Can you bail out a country by extending it more credit? Can a distressed entity borrow itself into solvency? The answer to both questions is, yes, but its hard. Greece seems to be expected to do so. In 2014 Greece has managed a primary surplus and is expected to repeat this performance in 2015.
1. 1. Greece stays in the currency union but defaults on its debt.
This Greece has done before in March 2012 when creditors exchanged existing bonds for longer dated ones with a 53.5% write-down of face value. Absent a better business model or an internal adjustment to domestic factor prices, expect more defaults.
2. 2. Greece stays in the currency union but has its debt restructured subject to austerity conditions.
This is what was the situation in 1 above was sold to creditors and the market. The restructuring above involved an exchange and a write-down. Absent a better business model or an internal adjustment to domestic factor prices, expect more debt restructurings.
3. 3. Greece leaves the currency union.
It would be irrational for Greece to leave the union without also defaulting on its Euro denominated debt. This would be the main perk for leaving the union. A new Drachma would re-price rapidly to adjust domestic factor prices so as to reflect productivity. It is likely that inflation would surge as the Drachma fell and Greece would be pushed into stagflation. Then it would recover. Without the crutch or shackles of the Euro, a flexible Drachma would adjust where domestic prices were sticky and factor and goods markets would clear. Absent a better business model… well, you get the idea. A country that defaults in Euros will default in Drachmas.
4. 4. Greece is ejected from the currency union.
The only reason Greece might be ejected from the currency union, apart from economic enlightenment, would be debt default.

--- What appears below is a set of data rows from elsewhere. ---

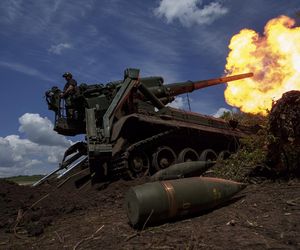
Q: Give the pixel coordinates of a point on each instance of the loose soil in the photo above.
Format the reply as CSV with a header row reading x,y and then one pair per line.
x,y
265,216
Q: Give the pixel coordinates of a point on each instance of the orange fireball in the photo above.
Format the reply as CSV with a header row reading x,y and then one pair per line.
x,y
274,58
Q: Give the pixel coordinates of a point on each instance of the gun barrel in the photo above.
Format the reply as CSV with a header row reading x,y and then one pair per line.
x,y
189,86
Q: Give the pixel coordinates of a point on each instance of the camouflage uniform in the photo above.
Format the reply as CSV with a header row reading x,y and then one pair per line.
x,y
69,97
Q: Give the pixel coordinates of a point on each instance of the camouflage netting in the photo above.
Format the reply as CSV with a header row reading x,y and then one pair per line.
x,y
274,151
284,123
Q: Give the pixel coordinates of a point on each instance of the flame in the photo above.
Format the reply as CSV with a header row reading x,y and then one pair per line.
x,y
274,58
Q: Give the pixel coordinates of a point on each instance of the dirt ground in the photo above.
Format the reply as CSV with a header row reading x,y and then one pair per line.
x,y
266,216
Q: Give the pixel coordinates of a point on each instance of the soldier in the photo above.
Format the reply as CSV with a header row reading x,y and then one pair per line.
x,y
68,93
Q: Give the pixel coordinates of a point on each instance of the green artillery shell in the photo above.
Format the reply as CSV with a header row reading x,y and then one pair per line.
x,y
180,170
158,201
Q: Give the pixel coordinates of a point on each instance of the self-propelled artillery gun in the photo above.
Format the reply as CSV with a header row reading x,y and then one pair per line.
x,y
131,131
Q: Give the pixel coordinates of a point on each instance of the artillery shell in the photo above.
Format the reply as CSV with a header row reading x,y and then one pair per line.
x,y
181,170
158,201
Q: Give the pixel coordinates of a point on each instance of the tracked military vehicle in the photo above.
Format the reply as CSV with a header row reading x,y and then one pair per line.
x,y
131,132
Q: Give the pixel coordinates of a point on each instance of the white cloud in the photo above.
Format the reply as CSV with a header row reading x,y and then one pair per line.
x,y
40,152
40,130
190,12
58,49
27,70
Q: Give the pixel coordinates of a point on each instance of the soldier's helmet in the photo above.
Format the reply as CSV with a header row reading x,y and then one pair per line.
x,y
67,74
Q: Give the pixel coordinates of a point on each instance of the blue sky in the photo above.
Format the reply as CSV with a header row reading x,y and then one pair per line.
x,y
96,40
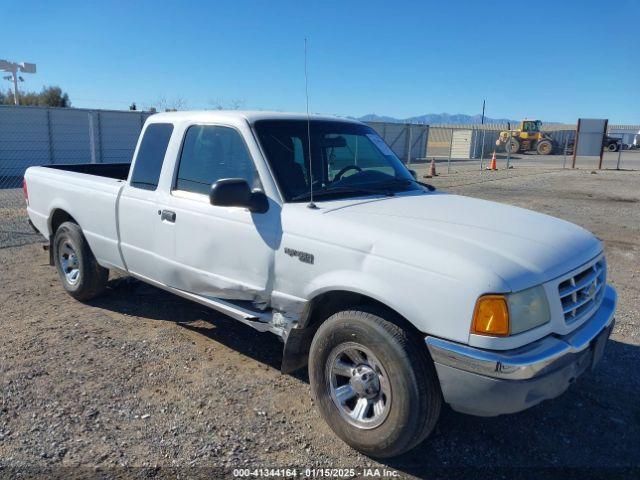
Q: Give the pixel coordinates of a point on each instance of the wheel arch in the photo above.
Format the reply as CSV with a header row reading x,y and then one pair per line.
x,y
56,218
320,308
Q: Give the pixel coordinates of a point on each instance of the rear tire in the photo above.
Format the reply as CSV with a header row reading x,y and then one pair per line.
x,y
77,267
404,408
544,147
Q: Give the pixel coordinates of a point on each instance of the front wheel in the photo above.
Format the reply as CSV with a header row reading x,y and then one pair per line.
x,y
512,146
374,383
77,267
544,147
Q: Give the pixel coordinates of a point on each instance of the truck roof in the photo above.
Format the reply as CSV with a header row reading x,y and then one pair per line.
x,y
235,115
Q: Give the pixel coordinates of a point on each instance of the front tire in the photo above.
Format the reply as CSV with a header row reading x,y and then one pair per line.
x,y
374,383
515,146
544,147
77,267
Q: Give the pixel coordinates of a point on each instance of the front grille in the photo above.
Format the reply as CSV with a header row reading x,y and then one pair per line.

Actually, there is another reason but it is highly unlikely. The ejection of Greece would certainly encourage the rest of the union to take fiscal viability seriously. It is in Germany’s interest therefore to eject Greece before any default or bailout is negotiated. Such brinksmanship is highly improbable.
What does Greece want? Scenario 1 is most preferable for Greece. A debt write-down would be ideal for the debtor nation but this would leave Greece locked out of debt markets for some time. If the ECB had intended to buy sovereign debt in its recent plans for QE, a Greek default would certainly delay if not destroy such plans as questions would be raised as to the treatment of Greek bonds already on the ECB’s balance sheet. These bonds were not impaired in the first Greek debt exchange in 2012 and it is improbable that they would escape a write-down this time. Hold them at par and the recovery on the rest of the claims will be reduced. It would debase the entire “whatever it takes” pledge of the ECB.
What does Germany want? Fiscal rectitude and austerity on the part of Greece. Already it has leaked to the media its preparations for a Greek exit from the union, a leak which it subsequently quickly denied.